As such it is a provocation not only to male/female constructions of heterosexuality, but also to homosexual constructions of identity. This critique of “representation” in the aesthetic sense is part of a critique of “representation” in the political sense (and vice versa). Art here is seen as political in the sense that it is a site of power struggles which fail to presuppose a metaphysics which is itself a politics – a politics which establishes an order of values which often maintains the dominant order of meaning and power over break-through ideologies.
The point is that within viractual creation with post-conceptual art, all signs are subject to boundless semiosis – which is to say that they are translatable into other signs.

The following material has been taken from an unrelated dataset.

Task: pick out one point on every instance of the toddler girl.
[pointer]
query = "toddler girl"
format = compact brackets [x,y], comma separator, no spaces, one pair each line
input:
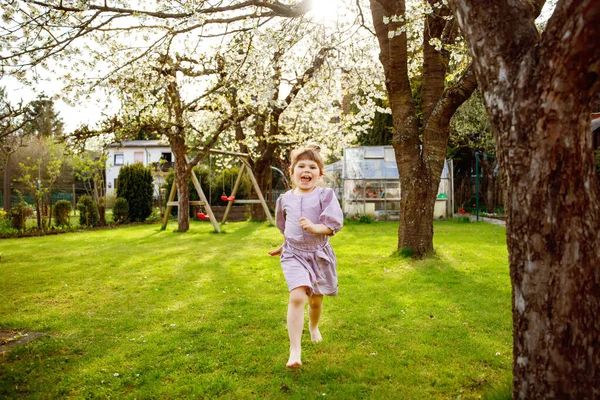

Here, of course, it is possible to find resonances and affinities between sexual opposites. Here we can always articulate new sexes within. Here a new-sprung chameleon-like demeanor is being built from the virtual abyss.

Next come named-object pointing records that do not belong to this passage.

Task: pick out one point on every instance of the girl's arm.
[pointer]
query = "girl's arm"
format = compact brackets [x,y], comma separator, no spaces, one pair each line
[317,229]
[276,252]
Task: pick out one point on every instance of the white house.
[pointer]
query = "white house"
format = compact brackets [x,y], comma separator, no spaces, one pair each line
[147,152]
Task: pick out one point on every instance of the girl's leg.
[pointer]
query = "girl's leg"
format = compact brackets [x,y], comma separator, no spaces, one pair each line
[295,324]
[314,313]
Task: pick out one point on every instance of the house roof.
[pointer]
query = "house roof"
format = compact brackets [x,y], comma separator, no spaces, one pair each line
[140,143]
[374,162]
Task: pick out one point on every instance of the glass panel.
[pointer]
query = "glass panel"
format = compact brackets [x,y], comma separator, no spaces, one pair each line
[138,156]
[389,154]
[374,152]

So the post-conceptualness of art is a new sensibility emerging in art respecting the integration of certain aspects of science, technology, myth and consciousness – a consciousness struggling to attend to the prevailing current spirit of our age. This viractual zeitgeist I identify with post-conceptual art as being precisely an autopoietic desiring machine in which everything, everywhere, all at once is connected in a rhizomatic web of communication. Therefore, the post-conceptual art object is no longer content with the regurgitation of a standardized analog repertoire of image-tropes. Rather I detect in post-conceptual art a fertile attraction towards the abstractions of advanced scientific discovery – discovery now stripped of its fundamentally reductive logical methodology.
Personally, my guiding avatar into post-conceptual viractualism has been Janus – the two-faced Roman God who faces both directions simultaneously. Janus is similar to the ancient Egyptian God Aker, a two human-headed deity who surveys the western and eastern gates of duat (the underworld). As Janus has eyes on both sides of his head, a Janus-like viractual model would be able to see on every side. Hence he is the symbol for viractual dehabituation, open-mindedness, and for taking an even-handed view, as Janus was able to look backward into the past as well as forward into the future. Moreover he represents a question that has two sides to it.
The reason that I have chosen Janus as the guiding presence in post-conceptual viractualism is that the one-directional explanatory mode of cause and effect does not fully pertain to my argument in that I do not put forward arguments which purport to explain one phenomenon as the monolithic result of another in a one-to-one relationship. Rather with viractual post-conceptual art, I put forward discursive suggestions, as is the province of culture. Moreover, in janusian thinking opposites and antitheses are proposed as being simultaneously valid.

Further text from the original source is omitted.